One of the Duller Stories on This Forum
The very quiet story
in world economic development has been the rise of Brazil as a
world economic power. The story has been
quiet because there is no sensational news here, just the slow triumph of good
economic policy and pragmatism over ideology and extremism. Brazil has had a center/left
government for many years, implementing policy that promotes social policies
and simultaneously supports and encourages business development.
The best example of
this success has been in the Brazilian state of Pernambuco. Here is a description
of the area several decades ago.
IN THE 1980s an American anthropologist, Nancy
Scheper-Hughes, carried out fieldwork in Timbaúba, a town in the sugar belt of
Pernambuco state, in Brazil’s north-east. She described a place seemingly
resigned to absolute poverty. The back-breaking task of cutting sugar cane by
machete provided ill-paid work for only a few months of the year. The deaths of
young children from disease and hunger were accepted “without weeping”.

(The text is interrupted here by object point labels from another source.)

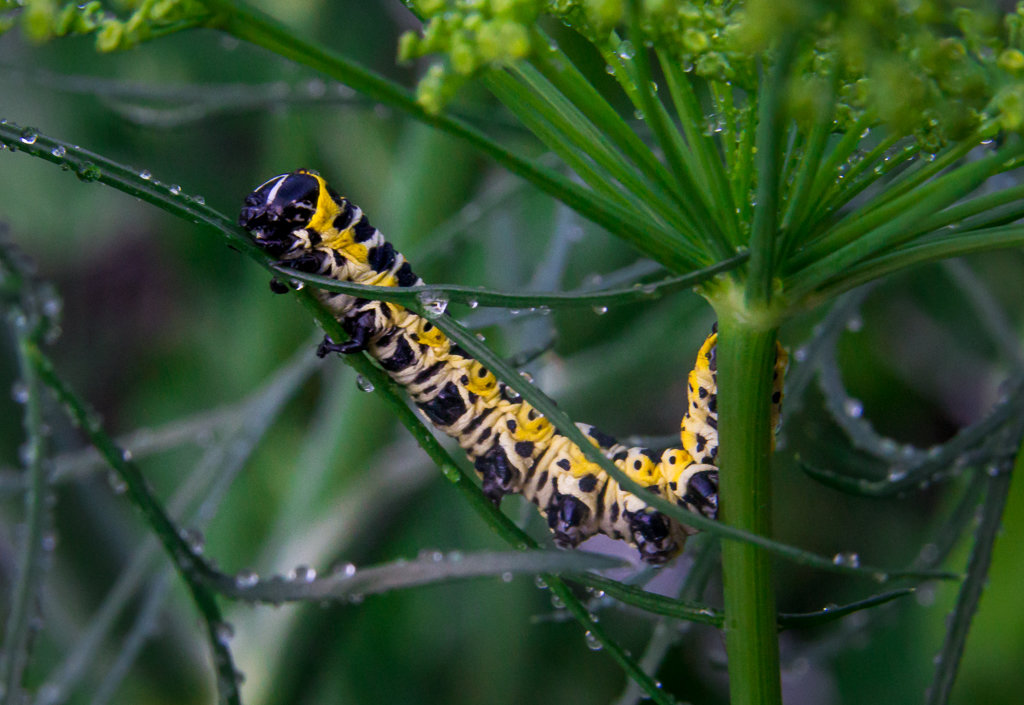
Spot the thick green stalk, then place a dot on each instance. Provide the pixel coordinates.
(745, 355)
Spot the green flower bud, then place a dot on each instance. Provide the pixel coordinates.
(110, 35)
(409, 46)
(1011, 60)
(694, 40)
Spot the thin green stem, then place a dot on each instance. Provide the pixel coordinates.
(249, 24)
(691, 118)
(189, 566)
(957, 245)
(668, 137)
(765, 226)
(487, 297)
(997, 490)
(893, 223)
(17, 634)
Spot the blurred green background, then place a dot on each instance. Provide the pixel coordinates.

Today things are different, poverty has not been eliminated
but the area is booming.
Revival began with a new port at Suape, south
of Recife . Its
hinterland is now a sprawling industrial complex. Some 40,000 workers are
building a vast oil refinery and petrochemical plants for Petrobras, the
state-controlled oil company. A new shipyard and wind-power plants rise among
the mangroves.
Suape is a monument to federal money, industrial policy and
an alliance between Lula and Eduardo Campos, Pernambuco’s ambitious governor.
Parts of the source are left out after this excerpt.